"Just watch us!" growled Aggam.

"Take that child home, anyhow, and put it to bed," ordered the clubman. "I'll be back in an hour or so."

As he climbed up through the scuttle into the sweet, soft moonlight, and started to enter the hansom, the bobby held out his hand.

"Excuse me, sir. I 'ope you'll pardon the liberty, but, would you mind, I've got a brother in America—Smith's the naime—'e lives in a plaice called Manitoba. Do you 'appen to know 'im?"

"I'm sorry," replied our friend, grasping the other's hand. "I never ran across him."

"Where to now?" asked the cabby.

"To Kew," replied McAllister.

They swung out of the square, leaving the bobby standing in the shadow of Pondel's.

"I'll look out for 'em while you're gone," called the latter encouragingly.

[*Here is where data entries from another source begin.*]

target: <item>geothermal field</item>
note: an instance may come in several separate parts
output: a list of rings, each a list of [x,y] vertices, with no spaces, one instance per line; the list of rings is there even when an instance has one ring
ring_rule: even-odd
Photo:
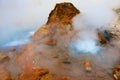
[[[0,0],[0,80],[120,80],[120,1]]]

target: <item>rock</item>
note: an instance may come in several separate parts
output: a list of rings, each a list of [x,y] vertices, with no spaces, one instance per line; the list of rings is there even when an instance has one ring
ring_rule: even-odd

They crossed Bond Street, followed Grosvenor Street into Park Lane, and plunging round Hyde Park corner, past the statue to England's greatest soldier, they entered Kingsbridge. McAllister, all awake from his recent experience, saw things that he had never observed before—bedraggled flower-girls in gaudy hats, with heart-rending faces; drunken laborers staggering along upon the arms of sad-featured women; young girls, slender, painted, strolling with an affectation of light-heartedness along the glittering sidewalks. On they jogged, past narrow streets where, amid the flare of torches, the entire population of the neighborhood swarmed, bargained, swore, and quarrelled; where little children rolled under the costers' carts, fighting for scraps and decaying vegetables; and where their passage was obstructed by the throngs of miserable humanity for whom this was their only park, their only club. It being Saturday night, the butchers were selling off their remnants of meat, and their shrill cries could be heard for blocks. Several times the horse shied to avoid trampling upon some old hag who, clutching her wretched purchase to her breast, hurried homeward before a drunken lout should snatch it from her. McAllister had never imagined the like. It was with a sigh of relief that they left the Hammersmith Road behind and at last reached the residential districts. In about an hour they found themselves in Kew. A cool breeze from the country fanned his cheek. On either hand trim little villas, with smooth lawns, lined the road, and the moonlit air was fragrant with the smell of damp grass, violets, and heliotrope. Here and there could be heard the tinkle of a cottage piano, and the laughter of belated merry-makers on the verandas.